Masih dalam masa berkabung. Ayahku baru saja berpulang ke rahmatullah. Kepergian yang cukup mendadak bahkan kurang dari satu minggu sejak beliau dilarikan ke IGD dan langsung masuk ICU hingga akhirnya meninggal.
Ibuku berduka. Adikku berduka. Begitu pula aku. Meski beliau bukan ayah kandung, aku dan adikku begitu senang dengan kehadirannya karena kami kembali memiliki ayah setelah 10 tahun sejak kepergian ayah kandung kami.
Yang begitu terpukul sudah pasti ibuku. Tinggal di rumah berdua, ke manapun berdua (FYI, aku dan adikku tinggal di rumah yang berbeda). Banyak sekali saudara dan kerabat datang untuk menghaturkan rasa bela sungkawa, dan hampir semua berpesan untuk menjaga ibuku. Aku anggap itu wajar, walau kadang aku merasa jengkel dengan kata-kata itu. Karena sudah pasti aku akan menjaganya, bagaimana tidak? Dia kini satu-satunya orang tuaku.
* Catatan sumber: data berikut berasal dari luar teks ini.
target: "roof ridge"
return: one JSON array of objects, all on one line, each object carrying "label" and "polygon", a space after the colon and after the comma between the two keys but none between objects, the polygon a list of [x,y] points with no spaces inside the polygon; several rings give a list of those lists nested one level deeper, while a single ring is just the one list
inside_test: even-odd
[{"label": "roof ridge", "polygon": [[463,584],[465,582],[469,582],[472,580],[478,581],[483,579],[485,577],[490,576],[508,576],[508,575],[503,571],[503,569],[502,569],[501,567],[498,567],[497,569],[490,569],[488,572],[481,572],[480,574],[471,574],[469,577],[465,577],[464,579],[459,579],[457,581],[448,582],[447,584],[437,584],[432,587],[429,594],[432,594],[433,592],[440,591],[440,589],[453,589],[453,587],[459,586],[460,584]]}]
Hingga suatu saat ada saudara yang mengingatkanku untuk lebih kuat, karena kini aku adalah tulang punggung keluarga. Deg! Aku baru menyadarinya. Ibuku hanya ibu rumah tangga, dan aku tidak bisa menggantungkan pada usaha kos-kosan ayahku yang status kepemilikannya tidak jelas. Pekerjaanku juga bisa dibilang tidak dapat diandalkan.
Rasanya ingin sekali kembali ke masa kecil, di mana yang kutahu hanya sekolah dan nonton TV. Tidak pernah berpikir apa yang aku pikirkan sekarang.
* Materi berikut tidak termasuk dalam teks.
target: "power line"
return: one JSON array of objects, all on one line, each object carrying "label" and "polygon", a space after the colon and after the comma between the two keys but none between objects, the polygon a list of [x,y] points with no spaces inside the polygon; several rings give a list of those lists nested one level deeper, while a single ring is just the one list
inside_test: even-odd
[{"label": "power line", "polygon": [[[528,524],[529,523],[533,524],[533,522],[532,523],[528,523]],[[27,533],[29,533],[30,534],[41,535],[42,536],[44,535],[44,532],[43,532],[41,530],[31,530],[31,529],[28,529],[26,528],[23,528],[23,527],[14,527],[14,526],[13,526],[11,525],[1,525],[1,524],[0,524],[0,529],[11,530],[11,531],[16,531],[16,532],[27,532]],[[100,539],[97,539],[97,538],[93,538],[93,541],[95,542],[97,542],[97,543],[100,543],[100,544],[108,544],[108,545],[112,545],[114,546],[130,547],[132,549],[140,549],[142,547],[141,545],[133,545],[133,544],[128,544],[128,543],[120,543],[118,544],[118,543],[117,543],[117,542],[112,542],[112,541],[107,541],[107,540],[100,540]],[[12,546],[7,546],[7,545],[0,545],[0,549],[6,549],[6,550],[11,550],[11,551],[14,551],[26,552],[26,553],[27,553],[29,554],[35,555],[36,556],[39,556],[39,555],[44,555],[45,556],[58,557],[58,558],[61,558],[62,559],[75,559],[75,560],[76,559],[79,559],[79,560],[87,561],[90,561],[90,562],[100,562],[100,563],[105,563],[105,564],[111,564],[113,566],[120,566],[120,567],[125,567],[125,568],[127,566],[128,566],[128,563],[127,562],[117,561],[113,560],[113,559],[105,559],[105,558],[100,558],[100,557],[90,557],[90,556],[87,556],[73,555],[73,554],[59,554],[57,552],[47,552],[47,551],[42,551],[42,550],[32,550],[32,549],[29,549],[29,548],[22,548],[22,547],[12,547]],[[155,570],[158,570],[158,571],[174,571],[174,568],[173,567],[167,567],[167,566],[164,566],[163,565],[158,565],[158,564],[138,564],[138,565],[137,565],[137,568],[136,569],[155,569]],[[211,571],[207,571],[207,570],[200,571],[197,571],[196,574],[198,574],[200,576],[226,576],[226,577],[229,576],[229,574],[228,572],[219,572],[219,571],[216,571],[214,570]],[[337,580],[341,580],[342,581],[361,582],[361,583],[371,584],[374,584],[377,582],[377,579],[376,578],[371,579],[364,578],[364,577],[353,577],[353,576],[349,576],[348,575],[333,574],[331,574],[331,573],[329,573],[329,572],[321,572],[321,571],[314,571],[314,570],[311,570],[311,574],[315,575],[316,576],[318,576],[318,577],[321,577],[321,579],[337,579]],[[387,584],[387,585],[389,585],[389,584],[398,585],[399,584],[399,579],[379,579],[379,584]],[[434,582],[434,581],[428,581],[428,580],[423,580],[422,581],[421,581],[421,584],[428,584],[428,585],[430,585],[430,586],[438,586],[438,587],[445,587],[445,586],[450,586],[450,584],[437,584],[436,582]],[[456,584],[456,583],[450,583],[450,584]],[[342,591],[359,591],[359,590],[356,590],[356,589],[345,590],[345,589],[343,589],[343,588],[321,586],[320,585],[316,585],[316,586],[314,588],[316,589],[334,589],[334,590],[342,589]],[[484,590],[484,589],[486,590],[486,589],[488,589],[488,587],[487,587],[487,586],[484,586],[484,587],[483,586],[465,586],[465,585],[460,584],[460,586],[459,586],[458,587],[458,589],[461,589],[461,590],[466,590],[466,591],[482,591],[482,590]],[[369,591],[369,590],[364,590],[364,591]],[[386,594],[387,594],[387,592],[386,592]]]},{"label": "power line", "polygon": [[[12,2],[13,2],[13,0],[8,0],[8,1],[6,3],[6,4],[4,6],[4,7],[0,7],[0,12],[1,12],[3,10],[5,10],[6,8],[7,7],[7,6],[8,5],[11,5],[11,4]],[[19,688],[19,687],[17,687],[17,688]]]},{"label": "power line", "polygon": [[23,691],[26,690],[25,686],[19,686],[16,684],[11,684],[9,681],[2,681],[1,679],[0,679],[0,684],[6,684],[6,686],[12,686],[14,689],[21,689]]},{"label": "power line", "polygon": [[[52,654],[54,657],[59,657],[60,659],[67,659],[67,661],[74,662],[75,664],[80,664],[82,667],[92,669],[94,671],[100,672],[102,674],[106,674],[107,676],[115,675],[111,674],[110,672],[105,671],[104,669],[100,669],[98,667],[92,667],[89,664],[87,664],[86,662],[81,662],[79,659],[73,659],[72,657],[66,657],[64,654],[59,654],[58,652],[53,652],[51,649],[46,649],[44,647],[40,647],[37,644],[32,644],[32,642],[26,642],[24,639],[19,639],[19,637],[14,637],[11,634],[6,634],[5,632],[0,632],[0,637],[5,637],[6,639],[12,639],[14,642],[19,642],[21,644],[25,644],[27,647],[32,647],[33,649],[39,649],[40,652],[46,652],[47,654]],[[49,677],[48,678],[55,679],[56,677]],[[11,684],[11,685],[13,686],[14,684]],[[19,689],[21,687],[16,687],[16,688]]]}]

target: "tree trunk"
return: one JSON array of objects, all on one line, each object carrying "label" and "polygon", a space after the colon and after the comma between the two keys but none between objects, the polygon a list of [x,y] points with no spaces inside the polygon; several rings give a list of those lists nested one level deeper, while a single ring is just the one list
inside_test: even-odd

Aku merasa sendiri. Teman-temanku hanya datang ketika hari pemakaman. Teman dekat? Sahabat? Entahlah mungkin mereka sibuk. Aku tidak memiliki banyak sahabat, mungkin karena aku terlalu tertutup.
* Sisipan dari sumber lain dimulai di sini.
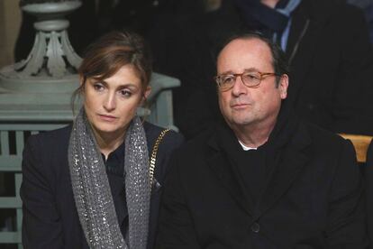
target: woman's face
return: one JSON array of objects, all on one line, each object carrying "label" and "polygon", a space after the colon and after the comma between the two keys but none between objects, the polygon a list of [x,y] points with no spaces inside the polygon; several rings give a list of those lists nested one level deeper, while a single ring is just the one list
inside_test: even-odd
[{"label": "woman's face", "polygon": [[118,138],[123,135],[143,97],[141,78],[132,65],[122,67],[104,80],[87,78],[84,88],[84,107],[96,135]]}]

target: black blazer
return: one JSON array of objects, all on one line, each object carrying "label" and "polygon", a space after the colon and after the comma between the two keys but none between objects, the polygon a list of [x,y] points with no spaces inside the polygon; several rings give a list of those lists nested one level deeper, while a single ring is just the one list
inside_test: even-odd
[{"label": "black blazer", "polygon": [[[144,129],[150,153],[162,128],[145,123]],[[24,248],[88,248],[71,188],[68,162],[70,133],[69,125],[32,135],[24,147],[21,186]],[[154,177],[161,186],[169,155],[182,142],[180,134],[169,132],[159,147]],[[151,194],[148,248],[154,244],[162,189],[153,189]]]},{"label": "black blazer", "polygon": [[271,171],[256,204],[240,180],[239,156],[227,156],[227,147],[242,150],[235,137],[225,140],[217,128],[176,150],[156,248],[366,248],[363,187],[351,143],[295,124],[268,151]]}]

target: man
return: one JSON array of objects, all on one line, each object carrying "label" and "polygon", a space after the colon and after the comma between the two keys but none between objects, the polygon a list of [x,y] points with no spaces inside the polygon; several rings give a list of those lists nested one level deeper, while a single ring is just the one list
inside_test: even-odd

Kadang aku masih belum bisa menerima kepergian ayah, bukan karena belum ikhlas, tapi lebih karena aku merasa belum siap untuk menanggung semua beban ini. Tapi aku yakin, Tuhan memberikanku cobaan ini karena Dia tahu aku mampu melewatinya, walau aku sendiri belum tahu bagaimana caranya. Yang aku tahu, aku harus lebih semangat (cari) kerja dan lebih mendekatkan diri pada-Nya.